Наблюдающие за ней глаза расширились от удивления, затем незнакомец плавным движением запрыгнул в окно и предстал перед ней. Отвесив церемонный поклон, произнес:
– Мадам Лефевр, полагаю?
Элоди затаила дыхание, впечатленная его мужественной силой. Тот выпрямился над ней во весь рост. Если он задумал причинить ей вред, она в большой опасности. Должно быть, англичанин, ведь только у представителей этой нации походка столь высокомерна, будто весь мир принадлежит им по праву рождения. Он возвышался над ней, худощавый и внушительный. Несомненно, в его руках и плечах недюжинная сила, позволившая с легкостью забраться на балкон, а далее в ее комнату.
Одежда незнакомца была совершенно непримечательной. Плохо сидящие сюртук и бриджи, потертые сапоги из тех, что носят многочисленные торговцы и клерки, населяющие огромный город. Но черты его лица, точеные скулы, нос с легкой горбинкой, чувственные губы и красивые бирюзовые глаза с первого взгляда привлекли бы внимание любой женщины, включая ее саму. Она так увлеклась, что забыла о потенциальной угрозе.
Отмечая ее пристальное к себе внимание, он улыбнулся. В иных обстоятельствах она сочла бы эту улыбку смущающей, если бы не настойчивое ощущение déja-vu[1].
– Я вас знаю? – спросила она, пытаясь понять, отчего его лицо кажется ей таким знакомым. – Мы встречались прежде?
Улыбка незнакомца погасла, взгляд сделался ледяным.
– Нет, мадам. Со мной вы незнакомы, хотя, как мне кажется, должны хорошо знать моего родственника, Макса Рэнсли.
Макс.
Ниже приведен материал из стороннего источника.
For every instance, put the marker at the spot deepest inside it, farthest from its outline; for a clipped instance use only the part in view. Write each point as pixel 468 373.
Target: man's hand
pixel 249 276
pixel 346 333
Перед мысленным взором Элоди тут же промелькнул его образ. Такой же высокий рост, крепкое телосложение, вьющиеся золотистые волосы, голубые глаза. Аура властности вкупе с добротой и галантностью тогда покорила ее сердце, а сейчас заставила его мучительно сжаться при воспоминании об этом человеке.
Послеполуденное солнце придавало светлым волосам мужчины рыжеватый оттенок, правда, глаза не голубые, тем не менее они с Максом удивительно похожи.
– Вы брат Макса?
– Я его кузен. Уилл Рэнсли.
– Он здоров, полагаю? Мне было очень жаль оказать ему… дурную услугу. Я надеялась, что с бегством Наполеона с Эльбы вскоре после венских событий карьера Макса не слишком сильно пострадала.
Уилл насмешливо вздернул бровь, и Элоди тут же позабыла о своей мимолетной симпатии к нему, снова насторожилась. Нет, этот мужчина явился не с добром.
– С прискорбием сообщаю: вашим надеждам не суждено сбыться. Будучи кузиной дипломата, вы не можете не знать, что эти, как вы выразились, «события», едва не убившие герцога Веллингтона, разрушили карьеру Макса. Его выслали с позором, и лишь переломный момент в войне подарил ему шанс восстановить доброе имя на поле битвы.
– Насколько мне известно, битва при Ватерлоо была весьма кровопролитной.
– Именно. Но даже выказанной в бою доблести недостаточно, чтобы спасти карьеру, подорванную знакомством с вами.
– Мне жаль это слышать.
Элоди говорила искренне. Однако вспомнив, что стояло на кону, вынуждена была признать, что и второй раз поступила бы точно так же.
– Ах, вам жаль? Как мило! – язвительно воскликнул он.
В ней снова пробудился гнев к мужчинам, использующим женщин в качестве пешек для достижения собственных целей, и к извечной женской беспомощности. Какое ей дело, поверил или нет ей этот человек? Она не доставит ему удовольствия оправданиями.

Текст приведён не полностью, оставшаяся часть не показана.